Monday, July 27, 2020
Martha Stephenson – Education at Bacon College
Photo from UK Library
Harrodsburg historian, Martha Stephenson, was extremely interested in learning about the history of education in Harrodsburg. The following is a portion of one of her articles written for the Harrodsburg Historical Society’s newsletter:
“EDUCATION SINCE 1775 … aprons, white sunbonnets trimmed with scarlet lute-string ribbon; during summer, pink 'awn dresses with apron and bonnet like those used in winter."
Contemporary with all the schools (since the thirties, at least), that I have been writing about, was a teacher of notable renown in Harrodsburg and neighborhood, Prof. Ayre Askew, locally named-oftenest, Tobias Askew. One man dates him as a teacher as far back as 1810. He gives it on testimony received from his mother, who was born in 1819.

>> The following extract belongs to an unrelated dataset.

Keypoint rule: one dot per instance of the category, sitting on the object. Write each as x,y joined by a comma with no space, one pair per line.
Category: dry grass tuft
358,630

I am sure of making no mistake if I place his professional career as early as 1830; for the record of his marriage to Miss Trower, of Mercer county, is dated 1829, and teaching was his life-long profession. He was from Charleston, Virginia, and there is a general tradition that he came to Harrodsburg before the end of the eighteenth century.
He was a preparatory teacher for boys; was principal of the preparatory department of Bacon College after 1841, as has been mentioned in the account of that institution. He taught Greek and Latin in addition to English; and, if he was not liberally educated according to college standards, he as least was thorough as far as he advanced.
A distinct individuality and a forceful personality distinguished him. He exercised the severity of temper and discipline that McMaster and other historians mention as a general characteristic of the early New England school- masters, which gave origin to the appellation, "Knights of the birch." But, according to several testimonies, Prof. Askew's chastisements were penal- ties for violated law or neglected duty, and not mere outbursts of temper.
Apropos of this is the following story, narrated by one who was his pupil in the early fifties. The school was not graded, but a heterogeneous assemblage of boys filled the room. While the master was busy with a class, some unemployed boys slipped, one by one, out of the room until five had made their exit and got together behind a low fence to play a game of cards. They had not found out that Mr. Askew could see everything above and below, before, and behind, but they suffered an increase of knowledge very soon.
Prof. Askew missed the boys, and he too slipped out and arrived unobserved on the opposite side of the fence, just as one of the boys called out "Spades is trumps, and I have the left bower." Leaping over the fence, Teacher Askew shouted, "No, switches are trumps, and I hold the right bough."